Howdy all. I posted this on r/rust but figured I'd post here, too. I hope that's alright.

I'm working through some lifetime woes.

The project is a compiler. The problem is managing references to original source code text. I'll do my best to summarize the issue, and then I have a minimal repro playground link.

The Issue
The compiler is invoked upon a file. That file has a lifetime 'a. That's not negotiable as we have a lot of tooling that calls fn compile() and needs that behavior.

Now, if the user declares an additional module within their code, then the compiler, during parsing, has to go fetch that file. This is code that is loaded during the invocation of the compiler. Let's call that lifetime 'b.

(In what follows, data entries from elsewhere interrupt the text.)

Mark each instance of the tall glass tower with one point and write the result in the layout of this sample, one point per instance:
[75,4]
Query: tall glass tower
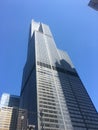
[52,91]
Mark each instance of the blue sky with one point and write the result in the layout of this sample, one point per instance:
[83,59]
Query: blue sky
[75,29]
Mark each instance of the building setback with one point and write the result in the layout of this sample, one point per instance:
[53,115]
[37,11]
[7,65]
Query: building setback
[52,92]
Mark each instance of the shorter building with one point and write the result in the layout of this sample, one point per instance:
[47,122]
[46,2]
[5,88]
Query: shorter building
[93,4]
[9,108]
[8,118]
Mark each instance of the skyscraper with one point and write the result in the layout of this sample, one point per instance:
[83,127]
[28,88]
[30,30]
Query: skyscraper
[52,91]
[9,100]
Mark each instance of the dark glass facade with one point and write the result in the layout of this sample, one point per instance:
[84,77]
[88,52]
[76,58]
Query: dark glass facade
[52,92]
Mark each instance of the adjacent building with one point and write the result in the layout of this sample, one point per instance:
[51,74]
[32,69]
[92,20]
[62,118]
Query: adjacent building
[8,118]
[52,91]
[9,109]
[93,4]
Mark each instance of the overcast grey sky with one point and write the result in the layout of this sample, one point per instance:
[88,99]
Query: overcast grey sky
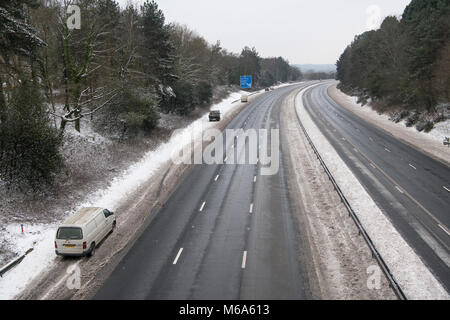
[303,31]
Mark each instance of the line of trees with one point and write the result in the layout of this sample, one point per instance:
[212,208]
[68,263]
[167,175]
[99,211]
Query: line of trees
[405,63]
[120,70]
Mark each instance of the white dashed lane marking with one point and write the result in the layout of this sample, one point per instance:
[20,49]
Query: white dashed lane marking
[178,256]
[244,259]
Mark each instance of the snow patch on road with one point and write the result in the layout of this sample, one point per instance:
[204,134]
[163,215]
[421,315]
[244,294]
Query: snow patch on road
[412,275]
[41,236]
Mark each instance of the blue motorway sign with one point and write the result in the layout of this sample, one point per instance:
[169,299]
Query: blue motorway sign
[246,82]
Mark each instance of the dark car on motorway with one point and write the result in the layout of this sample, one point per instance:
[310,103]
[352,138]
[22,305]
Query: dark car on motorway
[214,115]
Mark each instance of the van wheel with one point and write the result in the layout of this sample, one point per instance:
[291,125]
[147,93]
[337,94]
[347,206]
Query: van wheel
[92,250]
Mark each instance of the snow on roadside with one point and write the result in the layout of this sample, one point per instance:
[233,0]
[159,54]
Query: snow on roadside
[413,276]
[41,236]
[438,133]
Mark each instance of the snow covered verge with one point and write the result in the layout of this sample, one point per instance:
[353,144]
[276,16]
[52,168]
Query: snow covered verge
[412,275]
[40,236]
[430,143]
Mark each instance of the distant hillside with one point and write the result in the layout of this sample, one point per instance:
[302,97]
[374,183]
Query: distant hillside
[316,67]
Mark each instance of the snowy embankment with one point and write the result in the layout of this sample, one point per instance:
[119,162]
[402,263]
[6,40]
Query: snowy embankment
[40,237]
[410,272]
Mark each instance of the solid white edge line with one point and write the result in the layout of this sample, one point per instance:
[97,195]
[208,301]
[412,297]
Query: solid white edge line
[398,188]
[178,256]
[244,259]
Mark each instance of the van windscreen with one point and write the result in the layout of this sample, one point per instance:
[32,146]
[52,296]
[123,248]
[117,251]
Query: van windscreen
[69,233]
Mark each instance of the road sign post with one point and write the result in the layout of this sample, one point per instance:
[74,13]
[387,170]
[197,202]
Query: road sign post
[246,82]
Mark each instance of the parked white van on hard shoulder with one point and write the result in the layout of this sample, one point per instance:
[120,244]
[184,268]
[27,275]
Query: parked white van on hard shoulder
[79,234]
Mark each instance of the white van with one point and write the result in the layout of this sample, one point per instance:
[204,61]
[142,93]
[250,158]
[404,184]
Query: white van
[79,234]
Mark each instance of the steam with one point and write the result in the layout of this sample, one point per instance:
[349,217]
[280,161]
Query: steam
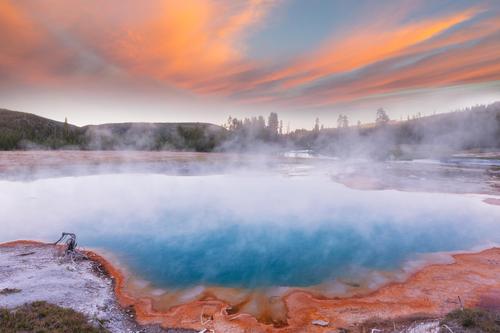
[246,227]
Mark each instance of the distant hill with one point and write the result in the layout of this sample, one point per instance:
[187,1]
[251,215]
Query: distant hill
[19,130]
[472,128]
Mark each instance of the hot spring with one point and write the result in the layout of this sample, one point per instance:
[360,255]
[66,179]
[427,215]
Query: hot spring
[239,232]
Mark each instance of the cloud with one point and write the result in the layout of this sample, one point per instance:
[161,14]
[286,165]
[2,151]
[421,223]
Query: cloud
[201,47]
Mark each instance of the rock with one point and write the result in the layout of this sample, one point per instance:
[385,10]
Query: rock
[319,322]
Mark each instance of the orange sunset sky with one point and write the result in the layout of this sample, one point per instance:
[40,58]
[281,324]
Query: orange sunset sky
[97,61]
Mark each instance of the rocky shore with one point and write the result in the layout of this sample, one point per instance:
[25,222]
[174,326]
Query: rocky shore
[96,288]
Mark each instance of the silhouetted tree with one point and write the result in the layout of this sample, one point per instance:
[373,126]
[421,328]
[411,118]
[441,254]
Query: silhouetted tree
[273,123]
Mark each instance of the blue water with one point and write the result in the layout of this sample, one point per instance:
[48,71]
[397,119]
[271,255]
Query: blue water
[249,256]
[245,230]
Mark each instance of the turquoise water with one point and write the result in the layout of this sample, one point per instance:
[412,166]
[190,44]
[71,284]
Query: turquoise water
[245,230]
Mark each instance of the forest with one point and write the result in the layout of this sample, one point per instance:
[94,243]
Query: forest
[476,127]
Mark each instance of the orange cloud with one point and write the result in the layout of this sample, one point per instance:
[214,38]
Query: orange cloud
[188,42]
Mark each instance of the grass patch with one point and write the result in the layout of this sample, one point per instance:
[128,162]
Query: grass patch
[473,320]
[8,291]
[42,317]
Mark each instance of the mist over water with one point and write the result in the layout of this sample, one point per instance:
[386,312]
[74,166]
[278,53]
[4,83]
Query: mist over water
[245,229]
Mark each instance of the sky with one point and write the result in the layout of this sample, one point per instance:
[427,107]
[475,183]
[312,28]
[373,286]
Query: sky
[96,61]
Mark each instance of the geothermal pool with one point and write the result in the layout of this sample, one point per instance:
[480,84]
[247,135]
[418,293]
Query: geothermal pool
[245,230]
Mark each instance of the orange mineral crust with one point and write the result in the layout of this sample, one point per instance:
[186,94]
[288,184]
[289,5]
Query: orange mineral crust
[432,291]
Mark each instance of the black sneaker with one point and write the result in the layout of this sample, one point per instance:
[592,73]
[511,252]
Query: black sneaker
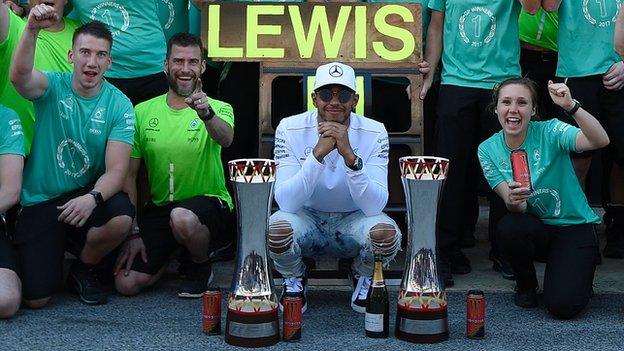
[84,281]
[444,268]
[294,287]
[360,291]
[503,267]
[198,277]
[525,298]
[460,264]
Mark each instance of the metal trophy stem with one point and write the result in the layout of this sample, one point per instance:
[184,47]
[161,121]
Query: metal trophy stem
[422,307]
[252,306]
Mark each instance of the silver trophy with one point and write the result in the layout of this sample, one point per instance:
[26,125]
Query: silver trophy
[252,306]
[422,306]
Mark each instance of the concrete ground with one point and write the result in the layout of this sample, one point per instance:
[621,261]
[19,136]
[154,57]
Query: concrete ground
[158,320]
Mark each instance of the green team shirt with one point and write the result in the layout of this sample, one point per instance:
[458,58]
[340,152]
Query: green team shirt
[71,132]
[51,55]
[178,151]
[139,44]
[557,197]
[173,16]
[585,35]
[481,46]
[11,134]
[539,29]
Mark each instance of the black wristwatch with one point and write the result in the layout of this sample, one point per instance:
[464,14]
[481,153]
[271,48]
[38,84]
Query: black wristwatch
[357,165]
[97,196]
[573,110]
[209,116]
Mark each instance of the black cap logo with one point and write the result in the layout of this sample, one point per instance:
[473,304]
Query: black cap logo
[335,71]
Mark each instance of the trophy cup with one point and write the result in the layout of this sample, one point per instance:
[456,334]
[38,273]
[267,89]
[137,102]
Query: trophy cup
[421,312]
[252,306]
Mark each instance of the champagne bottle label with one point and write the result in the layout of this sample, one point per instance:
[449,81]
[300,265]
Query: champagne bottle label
[373,322]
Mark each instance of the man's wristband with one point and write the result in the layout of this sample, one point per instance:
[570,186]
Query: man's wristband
[209,116]
[574,109]
[132,237]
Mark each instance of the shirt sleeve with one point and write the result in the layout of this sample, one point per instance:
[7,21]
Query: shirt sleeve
[493,174]
[369,186]
[562,134]
[437,5]
[137,146]
[11,134]
[123,127]
[295,181]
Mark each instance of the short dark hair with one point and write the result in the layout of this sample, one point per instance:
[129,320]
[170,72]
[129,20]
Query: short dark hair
[184,40]
[95,29]
[524,81]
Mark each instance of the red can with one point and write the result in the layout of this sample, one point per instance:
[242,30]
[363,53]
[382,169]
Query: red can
[211,321]
[475,314]
[520,168]
[292,318]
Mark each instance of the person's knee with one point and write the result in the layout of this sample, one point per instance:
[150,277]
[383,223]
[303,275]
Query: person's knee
[37,303]
[131,284]
[9,304]
[384,239]
[280,237]
[119,226]
[184,222]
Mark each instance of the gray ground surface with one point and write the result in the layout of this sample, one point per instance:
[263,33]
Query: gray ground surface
[157,320]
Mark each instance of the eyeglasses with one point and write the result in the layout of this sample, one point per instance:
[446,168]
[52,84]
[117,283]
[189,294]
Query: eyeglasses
[326,95]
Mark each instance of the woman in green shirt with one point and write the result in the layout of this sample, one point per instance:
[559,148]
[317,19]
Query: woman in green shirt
[549,218]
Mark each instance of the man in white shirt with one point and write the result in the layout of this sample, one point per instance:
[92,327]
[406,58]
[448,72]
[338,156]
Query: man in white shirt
[331,187]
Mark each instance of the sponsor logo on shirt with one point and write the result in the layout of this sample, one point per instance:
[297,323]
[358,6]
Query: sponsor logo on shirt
[475,23]
[72,158]
[104,13]
[601,13]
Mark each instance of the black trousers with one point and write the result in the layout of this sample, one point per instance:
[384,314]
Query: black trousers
[570,253]
[464,120]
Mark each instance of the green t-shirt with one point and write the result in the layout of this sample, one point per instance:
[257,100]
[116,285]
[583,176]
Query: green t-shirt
[168,138]
[51,55]
[481,46]
[174,16]
[585,35]
[139,44]
[557,197]
[11,134]
[539,29]
[71,132]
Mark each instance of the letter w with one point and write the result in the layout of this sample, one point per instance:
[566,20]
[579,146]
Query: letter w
[318,20]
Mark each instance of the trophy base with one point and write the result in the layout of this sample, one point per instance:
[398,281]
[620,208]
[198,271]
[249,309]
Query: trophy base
[422,326]
[252,329]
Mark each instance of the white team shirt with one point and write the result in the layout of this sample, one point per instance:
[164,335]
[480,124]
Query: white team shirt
[330,186]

I have an enum that describes these two files. However, I am having difficulty reconciling the asymmetry of the lifetimes into one clean interface. I thought about using an Arena, which I saw in a previous project, to clean up all the lifetimes and unify them. I also thought about writing a custom data structure which holds owned copies of the source and hands out temporary references, where that owning data structure is either static or global. Neither of these is appealing, however, as they would require a significant rewrite of existing infrastructure and they feel...hacky to me.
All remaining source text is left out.